The Eleventh Day_ The History and Legacy of 9_11 - Anthony Summers [80]
In July 2001, exactly two months before the attack, an FBI agent in Phoenix had reported his suspicion that it was “more than a coincidence that subjects who are supporters of [bin Laden] are attending civil aviation universities/colleges in the state of Arizona.… Phoenix believes that it is highly probable that [bin Laden] has an established support network in place in Arizona.” The memo recommended checks on flight schools and on the visa details of foreign students attending them, not only in Arizona but around the country.
After 9/11, the agent’s apprehension was proven to have been entirely justified. One of the four hijacker pilots had indeed trained in Arizona, the other three at Florida flight schools. Two others, already known to the CIA as terrorist suspects, had for a while taken flight training in California. FBI headquarters, however, had virtually ignored the agent’s prescient memo. No effective action was taken or planned.
Another, even more glaring FBI failure occurred just before the attacks, when agents in the Minneapolis field office reported their grave concern about a then-obscure French Moroccan flight student named Zacarias Moussaoui. The flight school at which he was studying had reported that he was behaving suspiciously, and a check with French intelligence revealed that he had links to extremism.
The Minneapolis agents, who wanted clearance to search the suspect’s baggage, were rebuffed time and time again with legalistic objections sent from headquarters. Only on September 11, after the strikes on the Trade Center, was the search warrant approved. Moussaoui is now serving a life sentence for conspiracy to commit acts of terror and air piracy. Evidence found in his belongings and detainee statements would link Moussaoui to two of the most significant of the 9/11 conspirators.
Information that emerged in 2005 suggested that the Defense Intelligence Agency had failed to inform the FBI of intelligence on four of the future hijackers, including their leader, Mohamed Atta, when it was obtained in early 2000. The lead, provided by a U.S. Army officer, and initially supported by several other members of the DIA operation concerned, went nowhere. The Defense Department refused to allow those involved to testify to a Senate committee, and relevant documents have been destroyed. The Bush White House had allegedly been briefed on the matter within weeks of 9/11, as—much later—9/11 Commission staff had been.

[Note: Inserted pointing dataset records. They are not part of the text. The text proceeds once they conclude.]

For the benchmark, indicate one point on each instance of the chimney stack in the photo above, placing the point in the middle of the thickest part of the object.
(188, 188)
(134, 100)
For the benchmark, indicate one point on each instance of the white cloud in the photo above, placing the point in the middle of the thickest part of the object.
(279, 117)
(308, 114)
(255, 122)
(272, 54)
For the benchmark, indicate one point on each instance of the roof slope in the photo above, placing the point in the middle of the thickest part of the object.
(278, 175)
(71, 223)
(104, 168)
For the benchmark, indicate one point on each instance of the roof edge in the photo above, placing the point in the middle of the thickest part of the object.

The episode went unmentioned, however, in the 9/11 Commission Report.
And then there is the CIA. The month before 9/11, the Agency’s inspector general produced a report lauding the CIA’s Counterterrorist Center as a “well-managed component that successfully carries out the Agency’s responsibilities to collect and analyze intelligence on international terrorism.” In 2007, however, and then only when Congress demanded it, the Agency belatedly produced an accountability review admitting that—before 9/11—the Counterterrorist Center had been “not used effectively.”

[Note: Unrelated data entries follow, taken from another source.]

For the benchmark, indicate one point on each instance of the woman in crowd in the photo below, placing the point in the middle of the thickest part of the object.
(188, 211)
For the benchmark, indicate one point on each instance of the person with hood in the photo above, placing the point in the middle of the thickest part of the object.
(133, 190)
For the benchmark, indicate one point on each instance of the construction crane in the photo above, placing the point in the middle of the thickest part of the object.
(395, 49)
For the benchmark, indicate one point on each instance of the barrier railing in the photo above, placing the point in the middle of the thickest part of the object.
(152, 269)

It got worse. Most of those in the unit responsible for bin Laden, the inspector general reported, had not had “the operational experience, expertise and training necessary to accomplish their mission.” There had been “no examination of the potential for terrorists to use aircraft as weapons,” “no comprehensive analysis that put into context the threats received in the spring and summer of 2001.”

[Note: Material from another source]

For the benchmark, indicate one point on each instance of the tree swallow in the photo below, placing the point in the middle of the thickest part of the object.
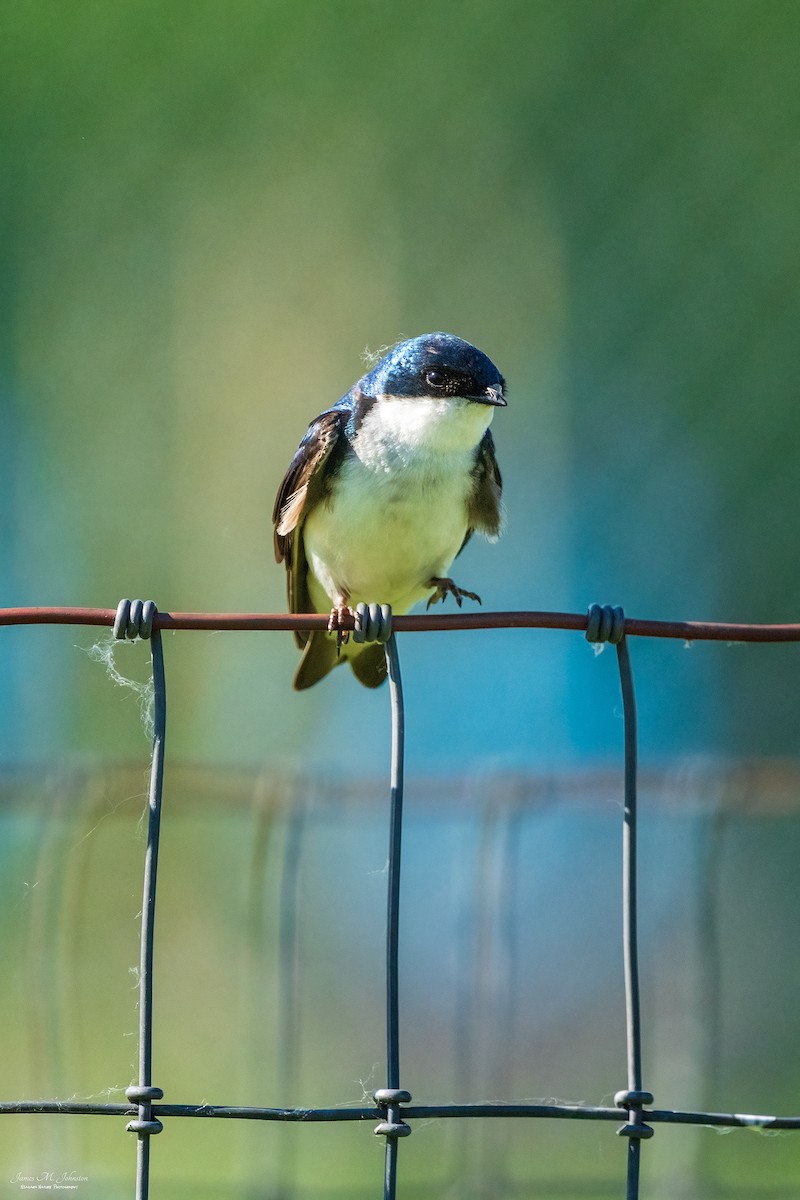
(385, 490)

Senator Bob Graham, who in 2001 was chairman of the Senate Intelligence Committee—and later chaired the House-Senate Joint Inquiry into the intelligence community’s pre-9/11 failures—has cited a dozen “points at which the plot could have been discovered and potentially thwarted.” “Both the CIA and the FBI,” he wrote, “had information that they withheld from one another and from state and local law enforcement and that, if shared, would have cracked the terrorists’ plot.”